In about 4.5 billion years, the Sun will enter its red giant phase, swallowing Mercury and Venus and rendering Earth uninhabitable. This radical transformation will push the habitable zone toward the outer reaches of the Solar System, potentially offering an unexpected opportunity for life.
Researchers at the Carl Sagan Institute at Cornell University have modeled the impact of this evolution on Europa, a moon of Jupiter. They predict that increased heat will cause its icy crust to sublimate, exposing its subsurface oceans to evaporation. This process would create a thin atmosphere of water vapor, particularly at northern and southern latitudes.
Illustration of NASA's Europa Clipper probe flying over the icy moon Europa. Launched on October 14, 2024, it will reach Europa in April 2030.

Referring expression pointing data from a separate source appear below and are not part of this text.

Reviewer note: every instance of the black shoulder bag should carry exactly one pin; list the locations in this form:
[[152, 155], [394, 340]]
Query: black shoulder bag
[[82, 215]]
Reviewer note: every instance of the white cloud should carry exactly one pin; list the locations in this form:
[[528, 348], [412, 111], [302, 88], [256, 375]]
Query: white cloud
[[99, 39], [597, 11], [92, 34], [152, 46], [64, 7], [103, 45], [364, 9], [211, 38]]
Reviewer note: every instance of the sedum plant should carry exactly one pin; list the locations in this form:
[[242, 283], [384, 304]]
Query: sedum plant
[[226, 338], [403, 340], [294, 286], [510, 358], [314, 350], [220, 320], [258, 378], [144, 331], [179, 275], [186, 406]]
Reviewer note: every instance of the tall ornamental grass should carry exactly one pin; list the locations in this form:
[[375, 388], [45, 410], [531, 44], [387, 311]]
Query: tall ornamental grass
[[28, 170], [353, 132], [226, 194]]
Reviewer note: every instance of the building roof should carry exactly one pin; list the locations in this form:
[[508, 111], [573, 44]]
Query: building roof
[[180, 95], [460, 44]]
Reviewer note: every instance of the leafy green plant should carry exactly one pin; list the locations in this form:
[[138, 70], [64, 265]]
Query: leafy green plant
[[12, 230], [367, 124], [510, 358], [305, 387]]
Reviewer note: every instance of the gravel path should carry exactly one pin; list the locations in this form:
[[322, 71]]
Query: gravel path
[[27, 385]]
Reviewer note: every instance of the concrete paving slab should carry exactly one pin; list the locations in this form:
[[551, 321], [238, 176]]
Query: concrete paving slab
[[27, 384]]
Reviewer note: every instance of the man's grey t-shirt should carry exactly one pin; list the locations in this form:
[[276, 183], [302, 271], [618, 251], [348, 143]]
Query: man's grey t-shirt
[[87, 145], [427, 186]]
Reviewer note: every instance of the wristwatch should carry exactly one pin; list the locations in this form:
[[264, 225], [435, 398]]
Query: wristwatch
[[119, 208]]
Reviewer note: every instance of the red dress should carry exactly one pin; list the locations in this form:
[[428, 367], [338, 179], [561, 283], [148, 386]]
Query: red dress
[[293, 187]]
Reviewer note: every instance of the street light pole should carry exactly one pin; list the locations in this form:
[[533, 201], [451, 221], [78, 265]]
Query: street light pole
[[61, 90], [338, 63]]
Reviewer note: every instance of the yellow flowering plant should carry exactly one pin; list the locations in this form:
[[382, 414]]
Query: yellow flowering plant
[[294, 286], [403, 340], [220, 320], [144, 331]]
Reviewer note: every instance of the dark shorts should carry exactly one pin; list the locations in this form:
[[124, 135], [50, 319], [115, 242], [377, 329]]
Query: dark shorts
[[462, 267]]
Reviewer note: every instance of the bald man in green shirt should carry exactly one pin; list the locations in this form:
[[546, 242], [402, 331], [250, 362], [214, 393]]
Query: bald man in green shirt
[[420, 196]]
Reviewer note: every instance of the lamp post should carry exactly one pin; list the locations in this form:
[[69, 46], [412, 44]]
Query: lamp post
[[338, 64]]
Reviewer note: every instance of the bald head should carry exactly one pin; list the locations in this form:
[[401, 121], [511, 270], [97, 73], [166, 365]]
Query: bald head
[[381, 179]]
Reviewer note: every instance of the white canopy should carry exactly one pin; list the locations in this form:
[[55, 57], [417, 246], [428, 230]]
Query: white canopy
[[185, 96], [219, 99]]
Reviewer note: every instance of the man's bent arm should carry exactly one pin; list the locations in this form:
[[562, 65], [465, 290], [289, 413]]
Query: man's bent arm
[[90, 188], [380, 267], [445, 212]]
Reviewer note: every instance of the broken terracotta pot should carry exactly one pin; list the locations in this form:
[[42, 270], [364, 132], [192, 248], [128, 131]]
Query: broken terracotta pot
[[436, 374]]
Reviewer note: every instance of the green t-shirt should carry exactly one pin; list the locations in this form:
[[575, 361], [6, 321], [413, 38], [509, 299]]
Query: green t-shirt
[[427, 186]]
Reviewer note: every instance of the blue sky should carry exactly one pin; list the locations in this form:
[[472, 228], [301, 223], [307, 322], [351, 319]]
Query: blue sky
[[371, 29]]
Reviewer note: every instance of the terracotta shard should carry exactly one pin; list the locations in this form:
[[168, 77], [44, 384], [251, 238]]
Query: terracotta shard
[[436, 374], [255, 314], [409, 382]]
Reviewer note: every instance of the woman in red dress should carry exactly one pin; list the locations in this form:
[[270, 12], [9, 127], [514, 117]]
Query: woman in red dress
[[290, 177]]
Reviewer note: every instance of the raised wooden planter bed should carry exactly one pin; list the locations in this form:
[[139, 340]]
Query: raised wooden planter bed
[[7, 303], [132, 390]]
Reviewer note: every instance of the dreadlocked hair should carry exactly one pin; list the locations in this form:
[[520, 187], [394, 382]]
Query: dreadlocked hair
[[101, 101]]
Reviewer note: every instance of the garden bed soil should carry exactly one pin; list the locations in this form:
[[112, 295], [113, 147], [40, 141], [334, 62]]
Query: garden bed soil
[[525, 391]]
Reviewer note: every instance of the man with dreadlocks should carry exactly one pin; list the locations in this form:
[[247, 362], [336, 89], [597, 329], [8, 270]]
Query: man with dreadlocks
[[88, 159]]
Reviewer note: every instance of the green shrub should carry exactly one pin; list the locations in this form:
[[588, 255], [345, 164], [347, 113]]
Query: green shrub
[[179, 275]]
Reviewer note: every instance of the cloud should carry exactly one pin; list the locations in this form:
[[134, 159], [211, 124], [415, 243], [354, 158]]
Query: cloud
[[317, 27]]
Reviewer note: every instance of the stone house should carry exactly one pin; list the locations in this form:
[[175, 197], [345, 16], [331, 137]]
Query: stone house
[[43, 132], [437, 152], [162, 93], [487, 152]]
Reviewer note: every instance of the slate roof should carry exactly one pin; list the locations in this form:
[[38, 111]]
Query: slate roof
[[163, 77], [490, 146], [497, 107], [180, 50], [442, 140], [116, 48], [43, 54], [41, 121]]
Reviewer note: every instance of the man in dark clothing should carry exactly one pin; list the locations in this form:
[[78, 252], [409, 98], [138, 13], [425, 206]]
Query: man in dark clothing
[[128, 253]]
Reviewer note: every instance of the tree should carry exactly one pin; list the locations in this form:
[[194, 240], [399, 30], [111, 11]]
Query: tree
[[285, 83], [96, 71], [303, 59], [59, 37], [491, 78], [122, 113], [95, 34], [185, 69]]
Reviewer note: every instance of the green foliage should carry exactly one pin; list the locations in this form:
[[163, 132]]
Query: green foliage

Credit: NASA/JPL-Caltech This atmosphere could persist for up to 200 million years, a narrow but significant window for the emergence or persistence of life. Conditions would be particularly favorable on the sides of Europa facing away from Jupiter, where water loss would be reduced.
This study, published in the
Monthly Notices of the Royal Astronomical Society, opens new perspectives on the resilience of life under extreme conditions. It also highlights the importance of exploring icy moons in the outer Solar System like Europa or Enceladus.
Scientists now plan to model other moons, such as Ganymede or Callisto, to assess their potential to host life during the Sun's red giant phase. This work could guide future space exploration missions.
What is a red giant star?
A red giant star is an advanced phase of stellar evolution, reached when the star has exhausted the hydrogen in its core. The core contracts while the outer layers expand, cool, and redden.
This expansion can engulf the closest planets, as the Sun will do with Mercury and Venus. The surface temperature drops, but the overall luminosity increases significantly.
Red giants are massive objects, often hundreds of times larger than their initial size. Their lifespan in this phase is relatively short on a cosmic scale, ranging from a few million to a few billion years.
This phase often precedes the formation of a planetary nebula and the transformation into a white dwarf, marking the end of the star's active life.